Random sampling of self-avoiding theta-graphs

TL;DR

This paper studies the enumeration and properties of theta-graphs embedded in lattices using advanced Monte Carlo methods, providing insights into their critical exponents and arm-length distributions.

Contribution

It introduces a novel combination of Monte Carlo algorithms to estimate critical exponents for theta-graphs in lattice embeddings.

Findings

Estimated critical exponents for theta-graphs in square and cubic lattices.

Compared exponents for cubic lattice theta-graphs with prime knots.

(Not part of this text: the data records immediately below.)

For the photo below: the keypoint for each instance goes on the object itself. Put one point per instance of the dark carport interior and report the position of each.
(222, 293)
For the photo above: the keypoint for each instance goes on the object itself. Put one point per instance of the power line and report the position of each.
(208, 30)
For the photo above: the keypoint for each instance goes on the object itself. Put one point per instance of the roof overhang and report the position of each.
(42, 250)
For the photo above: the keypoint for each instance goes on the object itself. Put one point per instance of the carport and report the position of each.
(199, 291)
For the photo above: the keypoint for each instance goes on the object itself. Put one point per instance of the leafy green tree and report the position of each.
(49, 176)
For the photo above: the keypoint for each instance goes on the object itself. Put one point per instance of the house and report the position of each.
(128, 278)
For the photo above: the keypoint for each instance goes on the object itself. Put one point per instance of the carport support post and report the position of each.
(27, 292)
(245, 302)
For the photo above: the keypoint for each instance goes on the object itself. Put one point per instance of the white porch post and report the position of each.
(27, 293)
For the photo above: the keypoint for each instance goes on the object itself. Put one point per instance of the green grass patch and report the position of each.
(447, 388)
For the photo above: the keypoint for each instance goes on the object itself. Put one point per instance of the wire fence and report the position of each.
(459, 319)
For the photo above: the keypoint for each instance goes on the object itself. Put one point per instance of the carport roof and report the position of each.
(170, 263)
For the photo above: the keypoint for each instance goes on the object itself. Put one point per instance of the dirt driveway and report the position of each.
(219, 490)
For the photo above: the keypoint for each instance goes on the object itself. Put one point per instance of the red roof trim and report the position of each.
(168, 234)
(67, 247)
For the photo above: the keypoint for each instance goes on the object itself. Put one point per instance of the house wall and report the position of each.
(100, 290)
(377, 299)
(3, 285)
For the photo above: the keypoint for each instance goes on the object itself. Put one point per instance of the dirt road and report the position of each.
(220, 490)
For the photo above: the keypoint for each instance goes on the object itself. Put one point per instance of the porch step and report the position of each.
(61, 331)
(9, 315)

Provided evidence supporting a conjecture on monodisperse theta-graphs in two dimensions.

Abstract

Theta-graphs are a type of spatial graph with two vertices connected by three edges. We investigate embeddings of theta-graphs in the square and simple cubic lattices, using a combination of the Wang-Landau Monte Carlo method with a variant of the BFACF algorithm which accommodates vertices of degree 3. This allows us to estimate the critical exponents governing the number of theta-graphs and the distributions of the different arm-lengths. For the cubic lattice these values can be compared to the corresponding exponents for prime knots. We also study the number of `monodisperse' theta-graphs where the three arms have the same lengths, and find evidence supporting a conjecture for the critical exponent in two dimensions.